Entre 2010 y 2011, el número de naturalizaciones bajó un 30 por ciento, y un 45 por ciento entre 2011 y 2012, debido al endurecimiento de las consignas "transmitidas sin publicidad" por el Gobierno (conservador) anterior, recalcó Valls en Toulouse, donde presidió una ceremonia de naturalización.

El político más popular de Francia según los últimos sondeos, afirmó que este país "que un día hizo de mi uno de los suyos", vio nacer los Derechos Humanos y no debe dejarse llevar por el "resurgimiento de un antiguo temor", mirar el mundo "con desconfianza" y ceder "a la tentación del repliegue".

El presidente François Hollande "quiere salir de esta desconfianza", que a veces pudo llegar a ser hostil, añadió Valls, quien para hacer "la naturalización accesible" y el dispositivo "más justo, más transparente y más eficaz" envió hoy una primera circular a los prefectos de toda Francia.

El documento se completará a principios de 2013 con la reelaboración de "todos los criterios y su condición de apreciación", pero modifica ya los criterios que provocan el rechazo del 70 % de las demandas de nacionalización, explicó.

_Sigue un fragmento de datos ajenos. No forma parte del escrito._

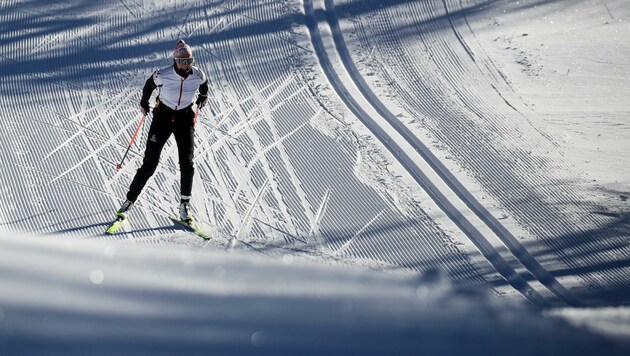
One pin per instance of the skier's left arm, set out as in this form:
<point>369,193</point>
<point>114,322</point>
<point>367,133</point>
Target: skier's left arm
<point>202,98</point>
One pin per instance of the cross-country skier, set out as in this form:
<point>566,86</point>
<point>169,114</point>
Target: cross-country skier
<point>173,114</point>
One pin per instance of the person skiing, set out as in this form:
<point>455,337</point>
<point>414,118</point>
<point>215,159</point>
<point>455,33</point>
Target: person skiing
<point>172,114</point>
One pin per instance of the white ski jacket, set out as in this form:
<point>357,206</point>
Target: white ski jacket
<point>177,92</point>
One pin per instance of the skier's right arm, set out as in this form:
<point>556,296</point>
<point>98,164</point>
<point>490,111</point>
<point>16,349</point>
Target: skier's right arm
<point>149,86</point>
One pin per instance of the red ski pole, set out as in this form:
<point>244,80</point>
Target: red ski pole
<point>133,138</point>
<point>196,114</point>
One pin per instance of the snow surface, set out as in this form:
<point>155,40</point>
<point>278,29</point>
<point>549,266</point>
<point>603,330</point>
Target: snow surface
<point>401,177</point>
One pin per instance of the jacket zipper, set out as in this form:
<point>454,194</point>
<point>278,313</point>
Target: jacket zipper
<point>179,100</point>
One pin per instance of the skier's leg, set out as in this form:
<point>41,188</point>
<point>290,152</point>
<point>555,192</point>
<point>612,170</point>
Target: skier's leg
<point>185,138</point>
<point>158,135</point>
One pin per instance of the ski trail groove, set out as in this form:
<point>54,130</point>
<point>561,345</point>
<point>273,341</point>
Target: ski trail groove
<point>446,176</point>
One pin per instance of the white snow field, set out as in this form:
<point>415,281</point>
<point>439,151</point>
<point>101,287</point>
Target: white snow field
<point>378,177</point>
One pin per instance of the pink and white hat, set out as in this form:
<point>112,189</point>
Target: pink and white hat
<point>182,50</point>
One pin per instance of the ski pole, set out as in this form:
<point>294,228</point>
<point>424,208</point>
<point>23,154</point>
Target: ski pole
<point>133,138</point>
<point>196,114</point>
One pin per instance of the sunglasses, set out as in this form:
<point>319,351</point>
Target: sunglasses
<point>190,60</point>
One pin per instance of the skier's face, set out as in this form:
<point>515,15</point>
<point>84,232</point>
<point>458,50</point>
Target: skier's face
<point>184,64</point>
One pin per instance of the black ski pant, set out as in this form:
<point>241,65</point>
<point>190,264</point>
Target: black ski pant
<point>165,122</point>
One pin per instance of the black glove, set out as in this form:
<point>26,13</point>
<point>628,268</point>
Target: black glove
<point>201,101</point>
<point>144,105</point>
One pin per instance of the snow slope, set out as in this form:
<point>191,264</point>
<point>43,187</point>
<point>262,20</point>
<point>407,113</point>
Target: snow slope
<point>484,139</point>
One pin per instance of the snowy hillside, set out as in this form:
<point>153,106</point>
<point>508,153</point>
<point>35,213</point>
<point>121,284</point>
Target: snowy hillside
<point>484,139</point>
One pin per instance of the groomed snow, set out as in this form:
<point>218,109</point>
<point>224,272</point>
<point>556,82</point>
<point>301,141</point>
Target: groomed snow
<point>403,177</point>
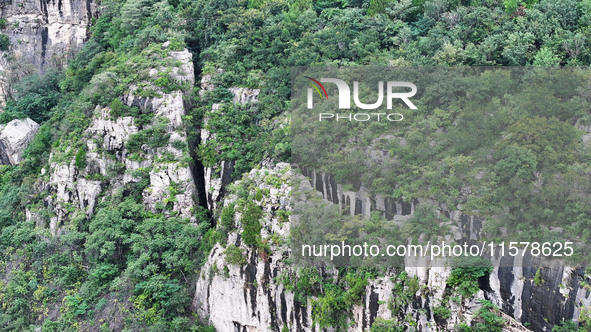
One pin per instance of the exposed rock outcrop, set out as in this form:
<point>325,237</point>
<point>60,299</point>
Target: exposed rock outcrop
<point>15,136</point>
<point>109,165</point>
<point>217,178</point>
<point>252,297</point>
<point>46,32</point>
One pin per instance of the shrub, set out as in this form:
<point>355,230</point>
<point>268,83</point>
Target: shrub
<point>227,217</point>
<point>81,159</point>
<point>252,225</point>
<point>235,255</point>
<point>4,42</point>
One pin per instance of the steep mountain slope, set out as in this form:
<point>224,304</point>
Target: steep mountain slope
<point>155,193</point>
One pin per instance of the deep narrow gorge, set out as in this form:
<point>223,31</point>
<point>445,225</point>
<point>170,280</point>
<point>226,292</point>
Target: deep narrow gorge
<point>146,181</point>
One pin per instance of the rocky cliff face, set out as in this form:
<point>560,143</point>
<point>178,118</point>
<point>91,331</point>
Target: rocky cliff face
<point>219,177</point>
<point>45,32</point>
<point>109,166</point>
<point>253,298</point>
<point>42,33</point>
<point>15,136</point>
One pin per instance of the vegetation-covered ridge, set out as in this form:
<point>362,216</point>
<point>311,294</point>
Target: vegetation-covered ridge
<point>129,269</point>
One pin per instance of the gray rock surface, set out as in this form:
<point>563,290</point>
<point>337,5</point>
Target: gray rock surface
<point>15,136</point>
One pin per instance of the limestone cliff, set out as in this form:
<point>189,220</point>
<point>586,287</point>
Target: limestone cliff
<point>109,166</point>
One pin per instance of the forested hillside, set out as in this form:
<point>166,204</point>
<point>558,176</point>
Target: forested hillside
<point>105,225</point>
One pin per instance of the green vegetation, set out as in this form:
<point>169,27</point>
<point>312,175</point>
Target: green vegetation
<point>486,319</point>
<point>464,277</point>
<point>251,221</point>
<point>235,255</point>
<point>4,42</point>
<point>523,163</point>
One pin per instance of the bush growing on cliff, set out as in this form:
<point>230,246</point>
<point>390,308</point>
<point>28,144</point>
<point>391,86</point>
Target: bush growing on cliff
<point>4,42</point>
<point>251,222</point>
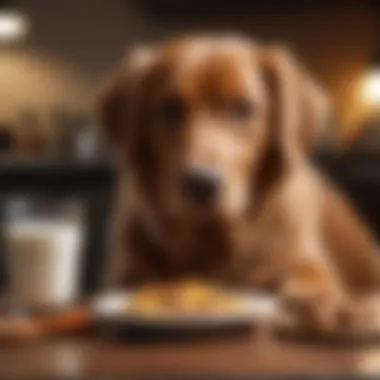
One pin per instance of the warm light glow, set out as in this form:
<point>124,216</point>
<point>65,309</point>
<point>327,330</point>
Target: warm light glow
<point>13,25</point>
<point>371,87</point>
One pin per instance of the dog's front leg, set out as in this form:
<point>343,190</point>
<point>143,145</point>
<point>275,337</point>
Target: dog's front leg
<point>313,295</point>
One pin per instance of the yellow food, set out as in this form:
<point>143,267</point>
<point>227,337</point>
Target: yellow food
<point>184,298</point>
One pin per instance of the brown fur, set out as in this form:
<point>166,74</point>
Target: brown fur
<point>278,223</point>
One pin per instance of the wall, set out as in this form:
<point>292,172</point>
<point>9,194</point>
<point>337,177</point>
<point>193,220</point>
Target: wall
<point>73,44</point>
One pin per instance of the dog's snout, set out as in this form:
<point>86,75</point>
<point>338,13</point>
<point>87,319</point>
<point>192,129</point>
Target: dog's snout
<point>200,184</point>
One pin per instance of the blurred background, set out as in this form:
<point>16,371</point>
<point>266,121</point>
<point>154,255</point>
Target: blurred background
<point>54,56</point>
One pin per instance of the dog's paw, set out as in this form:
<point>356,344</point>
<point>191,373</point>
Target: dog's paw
<point>331,313</point>
<point>317,310</point>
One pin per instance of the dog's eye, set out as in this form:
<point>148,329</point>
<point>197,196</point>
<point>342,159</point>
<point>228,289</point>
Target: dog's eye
<point>241,109</point>
<point>172,111</point>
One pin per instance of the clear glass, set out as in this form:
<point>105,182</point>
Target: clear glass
<point>43,243</point>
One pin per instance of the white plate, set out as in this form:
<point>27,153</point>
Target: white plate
<point>112,308</point>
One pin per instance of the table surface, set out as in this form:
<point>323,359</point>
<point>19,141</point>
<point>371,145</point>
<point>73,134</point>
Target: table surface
<point>249,354</point>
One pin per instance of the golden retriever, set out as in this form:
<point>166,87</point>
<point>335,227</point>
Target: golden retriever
<point>212,136</point>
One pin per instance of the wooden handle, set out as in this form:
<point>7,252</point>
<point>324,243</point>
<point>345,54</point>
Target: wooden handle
<point>64,322</point>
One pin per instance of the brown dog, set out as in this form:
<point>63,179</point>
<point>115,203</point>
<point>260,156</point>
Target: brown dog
<point>212,136</point>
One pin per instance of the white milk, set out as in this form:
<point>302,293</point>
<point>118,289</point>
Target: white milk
<point>44,261</point>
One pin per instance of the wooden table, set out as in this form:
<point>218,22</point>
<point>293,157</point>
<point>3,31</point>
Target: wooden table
<point>244,355</point>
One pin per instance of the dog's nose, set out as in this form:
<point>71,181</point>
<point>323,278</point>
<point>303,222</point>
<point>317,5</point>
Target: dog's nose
<point>200,184</point>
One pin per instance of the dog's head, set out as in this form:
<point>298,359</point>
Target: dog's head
<point>196,119</point>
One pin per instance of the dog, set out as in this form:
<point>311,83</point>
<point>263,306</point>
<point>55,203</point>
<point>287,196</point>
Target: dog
<point>213,136</point>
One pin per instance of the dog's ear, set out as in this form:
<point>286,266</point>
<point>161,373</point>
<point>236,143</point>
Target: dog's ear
<point>298,107</point>
<point>117,100</point>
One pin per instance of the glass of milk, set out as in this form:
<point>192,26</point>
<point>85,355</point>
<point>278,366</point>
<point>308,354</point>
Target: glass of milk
<point>43,242</point>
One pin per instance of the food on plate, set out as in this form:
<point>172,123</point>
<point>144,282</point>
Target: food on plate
<point>188,297</point>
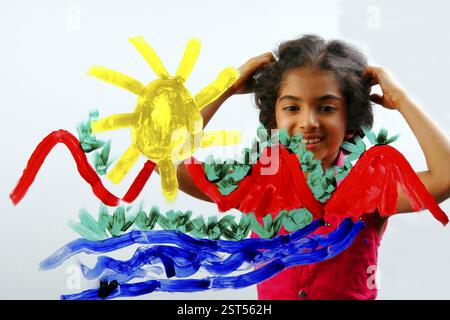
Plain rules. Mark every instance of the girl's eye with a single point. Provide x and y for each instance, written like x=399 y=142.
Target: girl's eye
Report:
x=291 y=108
x=327 y=109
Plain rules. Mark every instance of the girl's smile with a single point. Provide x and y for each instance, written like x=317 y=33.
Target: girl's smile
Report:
x=310 y=103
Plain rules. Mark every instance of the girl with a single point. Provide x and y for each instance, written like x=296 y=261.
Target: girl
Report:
x=322 y=90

En particular cambia las modalidades de apreciación de la inserción profesional -que hasta ahora solo tenía en cuenta los contratos indefinidos- y también el trato reservado a los menores de 25 años que hayan efectuado al menos una parte de su escolaridad en Francia, así como el de los médicos extranjeros, dijo.

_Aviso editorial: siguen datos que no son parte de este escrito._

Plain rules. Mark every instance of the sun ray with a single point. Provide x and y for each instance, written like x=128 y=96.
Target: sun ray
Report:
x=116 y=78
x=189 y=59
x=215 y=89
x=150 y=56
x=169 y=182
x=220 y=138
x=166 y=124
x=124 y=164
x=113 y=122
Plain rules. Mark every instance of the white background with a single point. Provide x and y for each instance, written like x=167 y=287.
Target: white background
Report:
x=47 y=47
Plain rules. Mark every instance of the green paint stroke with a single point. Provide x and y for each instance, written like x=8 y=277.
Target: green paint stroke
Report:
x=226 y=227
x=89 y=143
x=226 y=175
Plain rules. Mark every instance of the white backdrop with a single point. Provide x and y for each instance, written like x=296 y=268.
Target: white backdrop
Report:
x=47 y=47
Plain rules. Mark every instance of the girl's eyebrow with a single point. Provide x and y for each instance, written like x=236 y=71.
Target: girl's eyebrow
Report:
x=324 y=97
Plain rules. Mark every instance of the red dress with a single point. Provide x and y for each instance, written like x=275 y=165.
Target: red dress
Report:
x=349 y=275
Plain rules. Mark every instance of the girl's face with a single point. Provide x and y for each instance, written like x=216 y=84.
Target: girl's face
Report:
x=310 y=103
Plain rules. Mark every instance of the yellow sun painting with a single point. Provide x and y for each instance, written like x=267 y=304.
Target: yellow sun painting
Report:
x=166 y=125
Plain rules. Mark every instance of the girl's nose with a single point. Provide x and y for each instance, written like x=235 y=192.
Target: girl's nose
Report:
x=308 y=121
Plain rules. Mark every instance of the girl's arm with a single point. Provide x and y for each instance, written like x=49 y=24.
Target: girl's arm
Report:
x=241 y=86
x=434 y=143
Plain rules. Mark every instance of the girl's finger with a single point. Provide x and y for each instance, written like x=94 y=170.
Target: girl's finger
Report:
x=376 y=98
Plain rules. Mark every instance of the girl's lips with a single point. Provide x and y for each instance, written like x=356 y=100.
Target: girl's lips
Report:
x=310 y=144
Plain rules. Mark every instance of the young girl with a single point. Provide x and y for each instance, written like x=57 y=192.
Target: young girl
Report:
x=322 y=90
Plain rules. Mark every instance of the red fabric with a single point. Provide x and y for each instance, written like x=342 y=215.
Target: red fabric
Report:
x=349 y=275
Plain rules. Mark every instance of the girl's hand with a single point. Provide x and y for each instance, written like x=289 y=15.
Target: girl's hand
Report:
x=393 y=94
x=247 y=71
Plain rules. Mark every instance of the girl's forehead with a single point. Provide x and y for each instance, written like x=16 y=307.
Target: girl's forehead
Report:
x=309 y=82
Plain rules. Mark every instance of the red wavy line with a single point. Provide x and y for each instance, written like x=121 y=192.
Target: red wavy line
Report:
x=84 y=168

Además, aunque se siga exigiendo un nivel de francés equivalente al del tercer año del Collège (a los 15/16 años), cambian la manera y las condiciones de evaluación del nivel del candidato, que será gratuita, y desaparece el cuestionario con múltiples respuestas posibles sobre la historia y la cultura francesa, destacó.

Valls destacó que "Toulouse es la cuarta ciudad de Francia" y como todo el país es fruto de "diversidad", de culturas e influencias llegadas a lo largo de la historia, que "en el siglo XX vinieron en particular de España, América del Sur, Italia, el Magreb y África Subsahariana".

También hoy, el vespertino Le Monde recordó que el acceso a la nacionalidad fue restringido seriamente con la llegada al ministerio del Interior del ex secretario general de la presidencia, Claude Guéant, deseoso de lograr una inmigración a la baja con cifras en su apoyo, de cara a la campaña presidencial de mayo de 2012.

A partir del verano de 2010, agregó, la ex mayoría conservadora se alineó parcialmente con las tesis del partido ultraderechista Frente Nacional y en forma "de consignas internas u orales" rompió la tendencia de 100.000 naturalizaciones al año, que no había sido trastocada con la llegada al poder de Nicolas Sarkozy, en mayo de 2007, pese a sus enérgicos discursos contra la inmigración.

El pasado mayo, no obstante, el socialista François Hollande ganó las elecciones frente a Sarkozy (París, 1955), de origen húngaro, francés y sefardita de la ciudad hoy griega de Salónica.